CVE-2022-22965 An MVC or Spring WebFlux application may be vulnerable to remote code execution if it runs on Tomcat as a WAR deployment.
If the application is running on JDK 9, i.e. Spring Boot 1.4 or later, it is not vulnerable. It is possible for an attacker to take advantage of a known bug in the JDK 9 implementation of DataBinder to execute arbitrary code on the targeted system. The specific code that needs to be run is specified in the data binding expression. The data binding expression can be controlled by the user in several ways. In particular, it can be controlled by the selection of data type, validation rules, and the value of data. Any of these three things can be exploited to execute code on the target system with low probability of detection.
What is DataBinder?
DataBinder is a library that allows developers to bind data from Java objects to XML or SQL statements. It is available in JDK 9 and newer.

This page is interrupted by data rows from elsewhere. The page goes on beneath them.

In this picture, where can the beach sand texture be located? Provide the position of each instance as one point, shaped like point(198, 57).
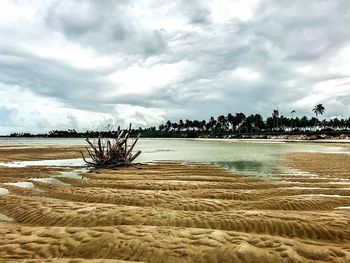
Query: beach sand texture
point(171, 212)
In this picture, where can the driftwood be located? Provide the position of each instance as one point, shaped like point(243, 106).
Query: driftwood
point(111, 153)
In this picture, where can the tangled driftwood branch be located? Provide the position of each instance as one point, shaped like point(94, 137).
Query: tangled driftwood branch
point(112, 153)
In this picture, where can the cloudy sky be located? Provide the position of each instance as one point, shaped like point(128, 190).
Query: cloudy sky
point(85, 64)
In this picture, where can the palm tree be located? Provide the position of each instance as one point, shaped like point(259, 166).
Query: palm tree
point(275, 115)
point(318, 109)
point(292, 112)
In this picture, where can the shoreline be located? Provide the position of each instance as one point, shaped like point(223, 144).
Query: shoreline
point(274, 140)
point(177, 212)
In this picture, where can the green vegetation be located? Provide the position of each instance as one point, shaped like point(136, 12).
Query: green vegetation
point(232, 126)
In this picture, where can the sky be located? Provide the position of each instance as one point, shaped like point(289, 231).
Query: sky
point(86, 64)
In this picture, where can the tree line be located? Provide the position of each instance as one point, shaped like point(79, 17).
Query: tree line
point(255, 123)
point(233, 124)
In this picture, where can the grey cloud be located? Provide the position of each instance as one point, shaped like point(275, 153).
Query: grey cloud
point(280, 37)
point(105, 26)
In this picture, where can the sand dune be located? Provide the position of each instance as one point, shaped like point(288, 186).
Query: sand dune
point(172, 212)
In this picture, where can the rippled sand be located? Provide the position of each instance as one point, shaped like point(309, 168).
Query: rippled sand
point(169, 212)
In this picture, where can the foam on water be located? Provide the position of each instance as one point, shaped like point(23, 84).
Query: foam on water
point(4, 191)
point(22, 184)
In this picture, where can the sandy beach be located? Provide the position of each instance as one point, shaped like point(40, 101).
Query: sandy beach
point(173, 212)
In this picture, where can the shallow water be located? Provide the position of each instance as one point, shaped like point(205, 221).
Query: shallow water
point(258, 158)
point(4, 191)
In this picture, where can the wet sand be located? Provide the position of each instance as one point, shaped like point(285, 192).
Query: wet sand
point(171, 212)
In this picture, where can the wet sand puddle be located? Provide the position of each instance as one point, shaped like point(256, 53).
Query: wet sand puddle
point(179, 212)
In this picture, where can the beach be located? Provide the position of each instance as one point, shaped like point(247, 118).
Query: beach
point(173, 211)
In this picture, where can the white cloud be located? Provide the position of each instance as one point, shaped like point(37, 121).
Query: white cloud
point(148, 61)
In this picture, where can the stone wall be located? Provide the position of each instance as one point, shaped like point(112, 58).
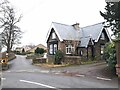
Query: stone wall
point(72, 60)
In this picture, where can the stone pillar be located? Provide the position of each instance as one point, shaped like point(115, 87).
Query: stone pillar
point(118, 58)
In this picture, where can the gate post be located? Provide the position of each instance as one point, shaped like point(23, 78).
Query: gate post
point(118, 58)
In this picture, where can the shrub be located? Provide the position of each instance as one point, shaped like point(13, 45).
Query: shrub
point(58, 57)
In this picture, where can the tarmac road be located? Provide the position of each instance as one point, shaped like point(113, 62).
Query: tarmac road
point(22, 74)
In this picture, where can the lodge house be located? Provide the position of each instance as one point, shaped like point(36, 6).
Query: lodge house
point(87, 42)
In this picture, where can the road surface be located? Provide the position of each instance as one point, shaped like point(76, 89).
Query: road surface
point(22, 74)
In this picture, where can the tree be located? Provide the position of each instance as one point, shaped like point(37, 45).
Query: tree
point(110, 55)
point(23, 50)
point(112, 17)
point(59, 55)
point(8, 22)
point(112, 21)
point(39, 50)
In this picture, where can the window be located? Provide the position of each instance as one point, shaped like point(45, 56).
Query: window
point(102, 49)
point(53, 48)
point(81, 53)
point(102, 36)
point(53, 35)
point(69, 49)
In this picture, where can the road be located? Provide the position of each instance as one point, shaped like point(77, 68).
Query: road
point(22, 74)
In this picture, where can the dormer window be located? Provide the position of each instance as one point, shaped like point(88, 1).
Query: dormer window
point(53, 35)
point(102, 36)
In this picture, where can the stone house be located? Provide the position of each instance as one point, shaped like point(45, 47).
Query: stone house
point(87, 42)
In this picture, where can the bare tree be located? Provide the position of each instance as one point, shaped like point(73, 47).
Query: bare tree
point(8, 22)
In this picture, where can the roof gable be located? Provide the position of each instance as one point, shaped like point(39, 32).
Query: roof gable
point(68, 32)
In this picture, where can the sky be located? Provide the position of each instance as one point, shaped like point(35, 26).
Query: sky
point(39, 14)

DataBinder allows the binding of Java objects to XML, SQL, or other data sources. The DataBinder can be configured by binding expressions and validation rules. In this case, the vulnerable code was executed because it was allowed to use unchecked input.
Vulnerability Description
A vulnerability in the Spring Boot application allows an attacker to execute arbitrary code on the targeted system if it is running JDK 9. The vulnerability is due to a known bug in the JDK 9 implementation of DataBinder. It is possible for an attacker to take advantage of this bug by creating a data binding expression containing a Java expression that evaluates to a reference value and then calling setResultData or getResultData with this expression. This will cause DataBinder to replace its own internal state with the new data, which can be controlled by the user. The particular expression that needs to be run is controlled by the type of data being bound, validation rules, and/or the value of data. There are several ways for an attacker to exploit this vulnerability such as selecting one of these controls and replacing their own internal state with new values when creating a binding expression.
Vulnerability details
DataBinder is a utility class that provides an overall wrapper for data access, manipulation, and conversion. It takes care of most of the details needed to perform data binding (i.e. converting the source type to the target type, validating values, etc.). DataBinder also allows developers to provide custom converters. These are functions that are invoked when a value is converted from one type to another.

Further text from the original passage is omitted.